Sql-server – Large table size, affecting usage

performancequery-performancesql serversql-server-2005

I have the following database table, that saves all outgoing emails to students:

    CREATE TABLE [dbo].[tblEmailsSent](
        [id] [int] IDENTITY(1,1) NOT NULL,
        [Sent] [datetime] NULL,
        [SentByUser] [nvarchar](50) NULL,
        [ToEmail] [nvarchar](150) NULL,
        [StudentID] [int] NULL,
        [SubjectLine] [nvarchar](200) NULL,
        [MessageContent] [ntext] NULL,
        [ReadStatus] [bit] NULL,
        [Folder] [nvarchar](50) NULL,
     CONSTRAINT [PK_tblMessages] PRIMARY KEY CLUSTERED 
    (
        [id] ASC
    ) WITH (PAD_INDEX = OFF, STATISTICS_NORECOMPUTE = OFF, 
     IGNORE_DUP_KEY = OFF, ALLOW_ROW_LOCKS = ON, ALLOW_PAGE_LOCKS = ON) ON [PRIMARY]
    ) ON [PRIMARY] TEXTIMAGE_ON [PRIMARY]
    GO        

The table currently stores 18,700 records.

I have a number of issues, which I guess might be related:

  1. The table, for some reason, weighs 460 MB – which means I am pretty much hitting the limit of the hosting package. I wouldn't have thought that 18,700 rows would weigh so much. Is there something that can be done about this?

  2. When I load the top X rows from the table, the response is VERY slow. We are talking about a run time of a little more than 2 minutes (in SSMS), for a simple query that looks like this:

    SELECT top 500  * 
    FROM tblEmailsSent
    ORDER BY id desc
    
  3. The following query gives zero records, when I know for a fact (ie, i can see in the table,) that emails were sent during the day of the 18th:

     SELECT id FROM tblEmailsSent
     WHERE  convert(datetime,[sent],103) = convert(datetime,'18/11/2016',103)
    

I am using Microsoft SQL Server 2005 – 9.00.5000.00.

I am using ntext because i am using Unicode (for Hebrew support).

SET STATISTICS TIME ON for query 2 returns:

(500 row(s) affected). 

SQL Server Execution Times:
    CPU time = 141 ms,  elapsed time = 112347 ms.

A SELECT AVG(DATALENGTH(MessageContent)) query returns 23,363.


I changed the MessageContent column to nvarchar(MAX), and ran query 2 again:

SQL Server Execution Times:
    CPU time = 47 ms,  elapsed time = 116726 ms.

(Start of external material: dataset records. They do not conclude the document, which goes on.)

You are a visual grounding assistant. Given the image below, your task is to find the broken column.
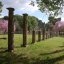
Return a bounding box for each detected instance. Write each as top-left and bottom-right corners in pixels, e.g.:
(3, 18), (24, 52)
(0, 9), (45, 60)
(23, 14), (28, 47)
(7, 8), (14, 52)
(32, 30), (36, 43)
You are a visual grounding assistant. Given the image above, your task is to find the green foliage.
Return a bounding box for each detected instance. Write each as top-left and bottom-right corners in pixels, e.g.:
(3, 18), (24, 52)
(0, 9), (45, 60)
(28, 16), (38, 31)
(0, 34), (64, 64)
(36, 0), (64, 15)
(0, 1), (3, 12)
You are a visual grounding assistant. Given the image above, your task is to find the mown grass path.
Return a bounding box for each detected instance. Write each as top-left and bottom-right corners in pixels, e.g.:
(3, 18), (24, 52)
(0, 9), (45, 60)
(0, 34), (64, 64)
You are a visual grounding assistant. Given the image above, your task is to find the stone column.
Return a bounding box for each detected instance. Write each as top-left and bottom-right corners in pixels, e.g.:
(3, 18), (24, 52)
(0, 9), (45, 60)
(23, 14), (28, 47)
(7, 8), (14, 52)
(38, 30), (41, 41)
(42, 23), (45, 40)
(32, 30), (35, 43)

…only a few seconds different from before.

The server is remote. It generally responds fairly quickly, but these results for such a simple query are really very very slow.

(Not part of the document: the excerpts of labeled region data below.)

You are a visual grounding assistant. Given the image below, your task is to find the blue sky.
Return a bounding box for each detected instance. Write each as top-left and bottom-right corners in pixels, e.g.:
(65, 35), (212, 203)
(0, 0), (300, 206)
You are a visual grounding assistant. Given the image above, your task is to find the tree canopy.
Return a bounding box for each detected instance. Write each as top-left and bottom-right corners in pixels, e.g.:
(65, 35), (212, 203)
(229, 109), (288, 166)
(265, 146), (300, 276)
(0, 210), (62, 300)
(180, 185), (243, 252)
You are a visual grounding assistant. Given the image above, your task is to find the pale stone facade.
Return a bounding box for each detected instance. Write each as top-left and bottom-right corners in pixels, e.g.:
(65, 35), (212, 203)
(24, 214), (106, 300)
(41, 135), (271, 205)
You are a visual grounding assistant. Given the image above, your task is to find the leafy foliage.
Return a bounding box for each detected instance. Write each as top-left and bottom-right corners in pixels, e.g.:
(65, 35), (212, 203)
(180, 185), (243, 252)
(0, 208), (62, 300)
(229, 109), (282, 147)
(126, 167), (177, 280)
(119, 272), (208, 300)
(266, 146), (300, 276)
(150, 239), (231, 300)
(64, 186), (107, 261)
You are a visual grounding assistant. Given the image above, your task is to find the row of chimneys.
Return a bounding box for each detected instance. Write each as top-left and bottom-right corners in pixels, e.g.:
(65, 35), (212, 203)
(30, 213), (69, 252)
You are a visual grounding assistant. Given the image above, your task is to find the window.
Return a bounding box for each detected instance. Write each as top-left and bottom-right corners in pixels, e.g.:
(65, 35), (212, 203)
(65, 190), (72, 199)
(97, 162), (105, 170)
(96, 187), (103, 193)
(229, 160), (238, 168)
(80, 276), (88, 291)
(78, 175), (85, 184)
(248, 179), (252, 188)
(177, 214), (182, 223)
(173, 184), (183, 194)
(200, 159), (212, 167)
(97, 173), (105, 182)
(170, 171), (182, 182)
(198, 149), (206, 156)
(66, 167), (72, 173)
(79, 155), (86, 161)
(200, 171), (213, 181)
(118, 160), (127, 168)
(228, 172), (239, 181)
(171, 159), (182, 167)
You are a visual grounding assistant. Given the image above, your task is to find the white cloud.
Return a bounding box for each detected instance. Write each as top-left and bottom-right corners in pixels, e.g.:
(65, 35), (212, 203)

Using SET STATISTICS IO ON returns:

Table 'tblEmailsSent'.
 Scan count 1, logical reads 17, physical reads 0, read-ahead reads 354, 
 lob logical reads 3308, lob physical reads 660, lob read-ahead reads 0.
SQL Server Execution Times:
 CPU time = 62 ms,  elapsed time = 107245 ms.

Best Answer

Community wiki answer collecting information left in comments by Dan Guzman and Aaron Bertrand.

The space requirements for this table will mostly be driven by the size of the MessageContent column. The default behavior of the deprecated ntext type is that the column data will be stored in separate LOB data pages of 8K each.

So with 18,700 rows, a minimum of about 150MB will be needed with values larger than 8K requiring additional pages. nvarchar(MAX) will store smaller values in-row and reduce space requirements considerably if most values are under 8K.

If you are in danger of hitting your hosting limits, have you considered a different design, where you store these big messages in flat files on the file system, and just the path in the database? Typically hosted file system storage is much cheaper than hosted database storage.

Perhaps your server is remote and over a slow network connection. The high elapsed time may be due to low network bandwidth and latency. Nothing much you can do on the database side in that case.